Connect with us
Image by Microsoft Bing Image creator, based on a prompt by Gadget.

Ask Arthur

Ask Arthur: Are charging bricks born equal?

A reader asks if it is ok to use any charging brick to charge a phone. ARTHUR GOLDSTUCK says yes, but …

A: That’s a pretty important question in an era where the two market leaders, Samsung and Apple, no longer supply charging bricks with a smartphone, mainly to try to curb a small slice of the price rise of increasingly expensive handsets. 

They may tell you to buy their own branded charging bricks, but then they are merely adding to the cost of the device, at a premium for this accessory. Even ChatGPT will tell you: “When possible, use the original charger that came with your phone, or a charger recommended by the phone’s manufacturer.” 

You’d think the robots are getting a cut of the profits.

Obviously, it makes financial sense to use the bricks one already has, even if they are from a different brand. And the reality is, fast chargers like Huawei Supercharge, Oppo SuperVooc and Vivo FlashCharge are all up to the task, providing a quick power refill without a hefty price tag. I’m also a fan of PowerUp and Troo, which have options for multiple ports for USB-A and USB-C.

The benefits are obvious, even to the AI that I asked to focus on the benefits:

* “Non-brand chargers are often more readily available than original brand chargers. If you lose or damage your original charger, you can quickly find a replacement without waiting for a specific brand’s product.

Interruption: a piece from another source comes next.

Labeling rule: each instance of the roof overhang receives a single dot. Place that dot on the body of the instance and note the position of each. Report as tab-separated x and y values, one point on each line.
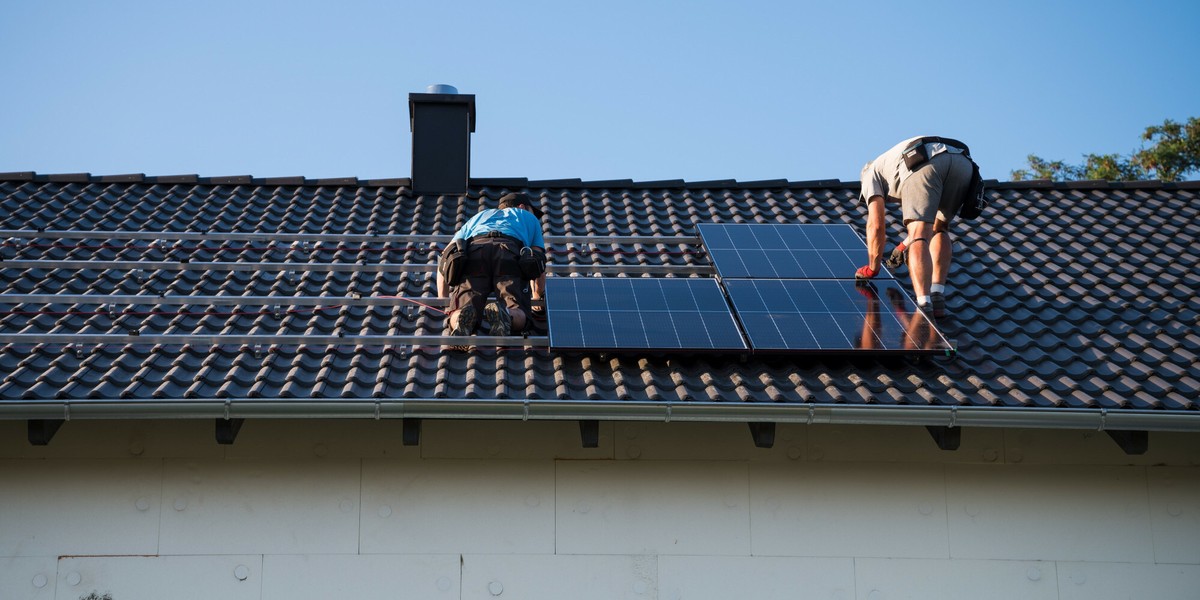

“Original brand chargers can be expensive. Non-brand chargers, particularly those from reputable third-party manufacturers, tend to be more affordable while still offering comparable performance.

“Some third-party chargers may offer advanced features not available in original chargers, such as multiple USB ports, higher wattage for faster charging, or integrated safety features like overcurrent protection and temperature control.

“Many non-brand chargers are designed to be compatible with a wide range of devices, including smartphones, tablets, and other gadgets. This versatility can reduce the need for multiple chargers, simplifying your charging setup.”

So much for ChatGPT telling us the obvious. There is also a downside. For example:

* Ensure it is compatible, as differing voltage and current ratings of a non-brand charger can fry your phone
* Avoid cheap, no-name chargers, but if you haven’t heard of brands like PowerUp and Troo, look for user reviews on reputable sites.
* Some cheap chargers have a shoddy build, with loose parts, exposed wires, or a flimsy body. Avoid.
* The first time you use it, monitor the charging process. Check if the phone gets hot or if the charger itself becomes warm, which is a clue that it is not the right charger for your handset.

Oh, and if your phone doesn’t support fast-charging, use a regular charging brick. It’s not only cheaper, but probably safer. On a regular phone that does not support it, using a fast charger may in fact result in slower charging than usual.